House of Spoils (2024) Review: Ariana DeBose’s Game Performance Can’t Sustain This Half-Baked Culinary Horror

In Bridget Savage Cole and Danielle Krudy’s and Jason Blum-produced House of Spoils, the co-directors’ second feature film after the dark comedy-thriller Blow the Man Down, they combine culinary nightmare and witch horror with supernatural elements. The result? A potential combo of ingredients that gets off to a promising start.

Here, we have an ambitious chef (Ariana DeBose, whose character isn’t given a name) who has been working in a high-end restaurant for her boss and mentor, Marcello (Marton Csokas in a brief but effective cameo appearance). Then, one night she decides to quit her job since she already has a plan to become her own boss and head chef with her restaurateur partner Andres (Arian Moayed). She and Andres have even found a place to set up their restaurant in a remote old estate.

But things don’t go as planned at first, beginning with the nonstop bug infestations in the kitchen, causing all her food prep unusable. If that’s not enough, a renowned food critic named Hiral Sen (Amara Karan) isn’t impressed after tasting the chef’s subsequent course menu for playing too safe. Andres even considers replacing her with another chef but she refuses to give up and begs him for a second chance, especially after she has risked everything to get to this stage. And that is, giving her two weeks to come up with something unique in her multi-course menu that will blow his mind.

Times are ticking as she goes through various trials and errors to get her menu right with the help of her new hire, sous-chef Lucia (Barbie Ferreira of TV’s Euphoria fame). Later, after stumbled upon a secret garden, she began to experiment with all the peculiar ingredients with taste tests.

No doubt that House of Spoils benefits from Ariana DeBose, who delivers a game performance as the unnamed chef and she’s the main reason that keeps me invested in her character’s plight venturing on her own. She is also backed by solid support, namely Arian Moayed in his perfectly obnoxious turn as the chef’s business partner and restaurateur Andres.

Cinematographer Eric Lin, in the meantime, does a good job capturing the visual delights of haute cuisine with mouthwatering names like “beet-cured trout with roasted baby beets, trout caviar and pickled berries” and “spicy soup of sprouting greens”. The movie works best when it focuses on the chef’s struggle trying her best to make sure everything runs smooth in the world of a cutthroat restaurant business.

Too bad the horror parts turn out to be a hit-or-miss affair with some visually repulsive scenes of strangely mouldy foods and typical things-that-go-bump-in-the-night moments. Cody and Krudy throw in a few obligatory jump scares but most of them feel forceful.

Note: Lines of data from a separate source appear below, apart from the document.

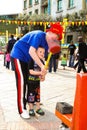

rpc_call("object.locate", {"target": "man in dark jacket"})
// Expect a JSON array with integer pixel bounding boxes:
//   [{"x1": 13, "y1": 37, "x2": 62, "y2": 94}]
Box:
[
  {"x1": 7, "y1": 35, "x2": 16, "y2": 70},
  {"x1": 77, "y1": 36, "x2": 87, "y2": 73},
  {"x1": 68, "y1": 41, "x2": 76, "y2": 67},
  {"x1": 7, "y1": 35, "x2": 16, "y2": 53}
]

The subplot surrounding the witchcraft and the estate’s mysterious previous owner played by Imola Gáspár are disappointingly tame in their executions, making me feel like I’m streaming a PG-13 rather than a supposedly R-rated movie. How I wish the co-directors would place the same passion in the supernatural horror angle as they successfully did for bringing out the best in DeBose in her scene-stealing lead performance and the absorbing story of her culinary journey.

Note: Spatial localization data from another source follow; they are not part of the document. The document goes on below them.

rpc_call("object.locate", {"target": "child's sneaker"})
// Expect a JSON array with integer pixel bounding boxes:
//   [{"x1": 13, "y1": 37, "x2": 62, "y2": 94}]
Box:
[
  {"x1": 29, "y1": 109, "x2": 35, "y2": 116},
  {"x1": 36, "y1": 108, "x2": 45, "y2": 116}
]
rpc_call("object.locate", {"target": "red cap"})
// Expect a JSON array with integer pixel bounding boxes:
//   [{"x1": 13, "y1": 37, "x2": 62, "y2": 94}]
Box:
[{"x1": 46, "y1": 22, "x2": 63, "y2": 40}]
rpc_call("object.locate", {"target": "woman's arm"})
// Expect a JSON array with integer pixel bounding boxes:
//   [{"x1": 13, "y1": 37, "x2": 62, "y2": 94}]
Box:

It’s a pity that House of Spoils chose to spoil its final course with an underwhelming third act that doesn’t justify the promising setup. The movie could have used better ingredients to turn the full-course meal into an unforgettable mix-and-match feast both visually and narratively speaking. Instead, it was rather a half-baked effort that fizzled midway through the half of a main course.

House of Spoils is currently streaming on Prime Video.